Now for the introductions.

Monkey is my oldest and the girl that has a special piece of my heart. She is a black domestic shorthaired cat. She was found stuck in my late German Shepherd's dog pen one stormy day while my dog was outside pottying. My dog refused to come inside and when we went to see what the problem was, she was huddled over this tiny 3 week old kitten who had gotten stuck and was soaking wet. No other kittens were found and a day later we found a black cat on the road a few houses down. Monkey was weaned from goats milk and replacer to ground raw onto a raw and bone diet. 

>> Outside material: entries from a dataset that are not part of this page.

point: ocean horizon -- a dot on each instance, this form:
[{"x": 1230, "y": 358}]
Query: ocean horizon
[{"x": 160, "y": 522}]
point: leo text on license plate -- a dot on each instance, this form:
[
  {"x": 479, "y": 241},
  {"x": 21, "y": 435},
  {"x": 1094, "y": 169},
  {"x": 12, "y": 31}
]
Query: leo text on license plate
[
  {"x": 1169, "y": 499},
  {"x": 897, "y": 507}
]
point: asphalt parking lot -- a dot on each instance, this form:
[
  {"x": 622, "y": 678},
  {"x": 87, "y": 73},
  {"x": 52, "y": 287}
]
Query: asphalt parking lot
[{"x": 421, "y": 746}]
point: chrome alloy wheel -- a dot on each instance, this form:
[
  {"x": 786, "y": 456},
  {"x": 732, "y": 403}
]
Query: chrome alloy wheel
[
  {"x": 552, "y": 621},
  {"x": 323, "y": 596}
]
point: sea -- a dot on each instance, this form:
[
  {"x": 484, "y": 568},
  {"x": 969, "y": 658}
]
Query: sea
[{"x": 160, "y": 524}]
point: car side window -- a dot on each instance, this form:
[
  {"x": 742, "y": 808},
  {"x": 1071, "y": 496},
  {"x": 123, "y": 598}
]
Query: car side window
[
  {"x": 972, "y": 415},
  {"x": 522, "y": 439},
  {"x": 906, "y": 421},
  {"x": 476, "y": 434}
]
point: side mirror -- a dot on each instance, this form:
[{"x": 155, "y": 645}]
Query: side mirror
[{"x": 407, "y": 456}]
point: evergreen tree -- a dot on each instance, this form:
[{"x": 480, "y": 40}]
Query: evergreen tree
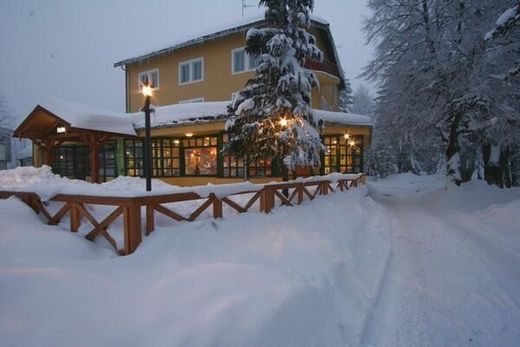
[
  {"x": 444, "y": 90},
  {"x": 272, "y": 117}
]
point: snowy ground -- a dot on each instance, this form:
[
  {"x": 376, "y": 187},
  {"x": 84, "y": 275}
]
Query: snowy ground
[{"x": 402, "y": 262}]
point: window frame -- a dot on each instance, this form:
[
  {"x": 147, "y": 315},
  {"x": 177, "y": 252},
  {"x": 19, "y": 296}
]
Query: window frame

Next came Callie, she is my sister's cat but I still consider her part of the pack. She really doesn't like to be apart of the fun, as she would much rather sit just out of reach and watch. She is having a hard time adjusting to the dog even after two years but every day we make some progress.

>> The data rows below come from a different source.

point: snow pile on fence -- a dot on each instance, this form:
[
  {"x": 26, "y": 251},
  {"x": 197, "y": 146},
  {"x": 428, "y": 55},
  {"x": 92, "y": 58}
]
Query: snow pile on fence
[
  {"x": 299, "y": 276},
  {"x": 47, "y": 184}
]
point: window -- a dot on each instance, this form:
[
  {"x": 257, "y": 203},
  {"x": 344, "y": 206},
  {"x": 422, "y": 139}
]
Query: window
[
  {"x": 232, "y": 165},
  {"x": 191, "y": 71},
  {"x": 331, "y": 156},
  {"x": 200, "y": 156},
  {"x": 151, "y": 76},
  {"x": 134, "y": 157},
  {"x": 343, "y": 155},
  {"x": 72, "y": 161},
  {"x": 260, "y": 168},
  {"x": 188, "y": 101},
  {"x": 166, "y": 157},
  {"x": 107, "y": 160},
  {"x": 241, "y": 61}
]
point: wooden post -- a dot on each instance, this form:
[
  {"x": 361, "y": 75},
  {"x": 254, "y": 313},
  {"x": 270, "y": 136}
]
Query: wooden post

Then comes Dexter... oh boy. What to say about my little man? Trouble, instigator, brat, cuddly adorable little boy. He gets away with so much because he is so darn cute. He is part maine **** and was adopted from the rescue I used to volunteer for. He is a strong, athletic, big boy who likes to be involved in EVERYTHING. He is also the most friendliest, outgoing, intelligent cat I have ever known. He knows how to do a multitude of tricks and commands and even responds to the clicker. My dog and Dexter are soul mates and play like dogs. I always joke and say, "Dexter is a dog in a cat suit". 










Last is my gorgeous Stark. He's a 2 year old German Shepherd whom is considered my "working dog". We train in schutzhund, agility and a multitude of other dogs sports/venues. He enjoys the cats despite his prey drive, and will often be found cuddled on the couch or floor with one of them. 

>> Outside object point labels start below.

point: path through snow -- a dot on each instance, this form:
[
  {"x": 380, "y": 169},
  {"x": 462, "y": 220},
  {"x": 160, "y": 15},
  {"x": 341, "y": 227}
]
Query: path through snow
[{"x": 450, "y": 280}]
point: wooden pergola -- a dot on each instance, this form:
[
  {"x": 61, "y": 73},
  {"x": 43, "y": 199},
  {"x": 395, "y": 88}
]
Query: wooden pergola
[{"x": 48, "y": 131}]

Well, that's us in a nutshell! I look forward to meeting everyone!


----------



## AnaPanda (Feb 23, 2011)

Aww, gorgeous pets! I would love to have a german shepard, but they're so large and hard to feed! I think my parents would have some complaining about that (kidding). =P

Welcome to the forums!


----------



## marie73 (Jul 12, 2006)

Beautiful kids! Of course, I have a special love for black kitties, so Monkey - :luv


----------



## Susan (Mar 29, 2010)

Welcome from Ontario. Your little ones are lovely!


----------



## konstargirl (Feb 4, 2011)

Hi and welcoem to the forum! They are pretty.  And I love dogs. I always wanted one since I wasl ittle, but my apartment doesn't allow dogs. Only cats, fish and other pets.


----------



## OctoberinMaine (Sep 12, 2006)

Welcome to the forum! The story about finding Monkey in your dog's pen is really heart-wrenching. Poor thing, she was probably really confused. They're all beautiful!


----------



## Greenport ferals (Oct 30, 2010)

Oh boy that Dexter! Handsome cat.


----------



## Jan Rebecca (Oct 14, 2010)

Welcome to the forum - Beautiful cats!


----------



## Monkey_Girl (Aug 1, 2010)

Thanks for the warm welcomes everyone.


----------



## MowMow (Nov 6, 2010)

Kitties are lovely and what a gorgeous dog! Wow is he handsome. Do you compete with him?


----------



## Monkey_Girl (Aug 1, 2010)

Thanks everyone! 



MowMow said:


> Kitties are lovely and what a gorgeous dog! Wow is he handsome. Do you compete with him?


Yes, I do compete with him.

We compete in schutzhund and obedience (rally at the moment) and will soon be doing herding (this summer).

Right now we are working on our BH which is the first requirement in schutzhund in order to continue as well as training for the AD which is basically an endurance test (biking with some obedience).

We also are going to be doing a rally-obedience trial next month for fun as well as getting his HIC which is a herding certificate and hopefully continue to train in that venue if possible. Schutzhund takes up quite a bit of time, engery and money..lol.

I am also researching bloodlines and such for another pup which will hopefully come this year or next.

I'm a dog-sport addict now..lol.


----------